DEAR HARRIETTE: I witnessed a shouting match at a party last weekend. A girl was berating her friend's boyfriend for the horrible way he treated people. It's true that the boy is rude, but the girl really flew off the handle. The entire party fell silent and watched the exchange. I was positioned in the middle of the crossfire, but I simply averted my eyes and remained quiet. I was extremely uncomfortable, especially because I am not particularly close with either party. I took the first available opportunity to leave the party and avoid the inevitable tension that would persist throughout the night. I might have had a nice time had I stayed, but I couldn't get over how awkward the situation had been. Was that the right thing to do? -- Awkward, Jackson, Miss.
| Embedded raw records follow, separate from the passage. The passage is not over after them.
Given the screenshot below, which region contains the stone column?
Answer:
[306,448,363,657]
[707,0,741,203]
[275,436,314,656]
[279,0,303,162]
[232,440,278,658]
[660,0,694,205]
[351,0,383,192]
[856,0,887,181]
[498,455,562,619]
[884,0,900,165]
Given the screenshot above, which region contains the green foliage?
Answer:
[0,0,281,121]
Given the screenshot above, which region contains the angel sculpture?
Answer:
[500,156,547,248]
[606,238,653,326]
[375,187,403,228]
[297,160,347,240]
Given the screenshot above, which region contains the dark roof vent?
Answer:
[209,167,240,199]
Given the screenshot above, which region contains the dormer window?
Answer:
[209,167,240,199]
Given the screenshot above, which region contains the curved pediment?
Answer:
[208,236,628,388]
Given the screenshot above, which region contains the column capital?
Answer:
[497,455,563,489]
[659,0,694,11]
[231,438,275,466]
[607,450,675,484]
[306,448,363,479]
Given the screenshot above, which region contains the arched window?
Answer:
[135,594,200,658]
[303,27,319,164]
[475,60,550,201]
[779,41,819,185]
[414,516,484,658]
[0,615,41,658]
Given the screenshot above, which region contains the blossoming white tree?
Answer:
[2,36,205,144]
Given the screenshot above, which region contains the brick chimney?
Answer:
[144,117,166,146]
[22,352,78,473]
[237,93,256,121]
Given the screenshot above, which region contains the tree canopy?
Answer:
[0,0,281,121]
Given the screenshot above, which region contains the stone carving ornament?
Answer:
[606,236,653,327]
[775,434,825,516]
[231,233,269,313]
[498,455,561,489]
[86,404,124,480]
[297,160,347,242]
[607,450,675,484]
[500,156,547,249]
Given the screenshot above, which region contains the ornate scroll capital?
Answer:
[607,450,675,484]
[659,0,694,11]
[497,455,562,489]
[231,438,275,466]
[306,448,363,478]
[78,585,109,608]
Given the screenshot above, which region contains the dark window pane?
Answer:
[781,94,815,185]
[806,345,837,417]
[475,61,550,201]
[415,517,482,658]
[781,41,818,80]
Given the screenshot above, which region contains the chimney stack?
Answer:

DEAR AWKWARD: Leaving the party was a fine option. You could have even gotten up sooner to get out of the crossfire. People think that being polite in a situation like that means averting your eyes or being still. Maybe. Better, though, is either to attempt to diffuse the shouting -- perhaps best handled by the host of the party, or to get up when it starts and walk away. Staying and enduring the shouting match makes you a bystander in an ugly situation that really called for action that would have ended it.
To that end, another thing you could have done is to find the host or another authority figure and ask that person to intervene.
DEAR HARRIETTE: I have a dilemma. My daughter is 15 years old, and her 16th birthday is a few weeks away. Around the time of my daughter's birthday, I start summer sessions at my college. Turning 16 is a big deal, and I would like to give her a great gift, but I spent a lot of money on tuition and books for my summer classes. I have some extra money put aside for a rainy day. I want my daughter's birthday to be special, and I would like some advice on how she can have her special day on a budget. -- Back in School Mom, Brooklyn, N.Y.
DEAR BACK IN SCHOOL MOM: While many families host extravagant events for 16th birthdays, you do not have to do that. Instead, you may want to use part of your rainy day fund to host a birthday dinner for your daughter and a few of her friends at your home. Make her favorite meal. Be mindful to set the table elegantly with Sweet 16 accents. Invite the guests to dress up for the occasion. Make it special in the attention you pay to detail.
Make sure you have completed your studies so that you are not distracted by your schoolwork. Being fully present and engaged for your daughter should help her to feel grateful for the celebration you are able to design for her.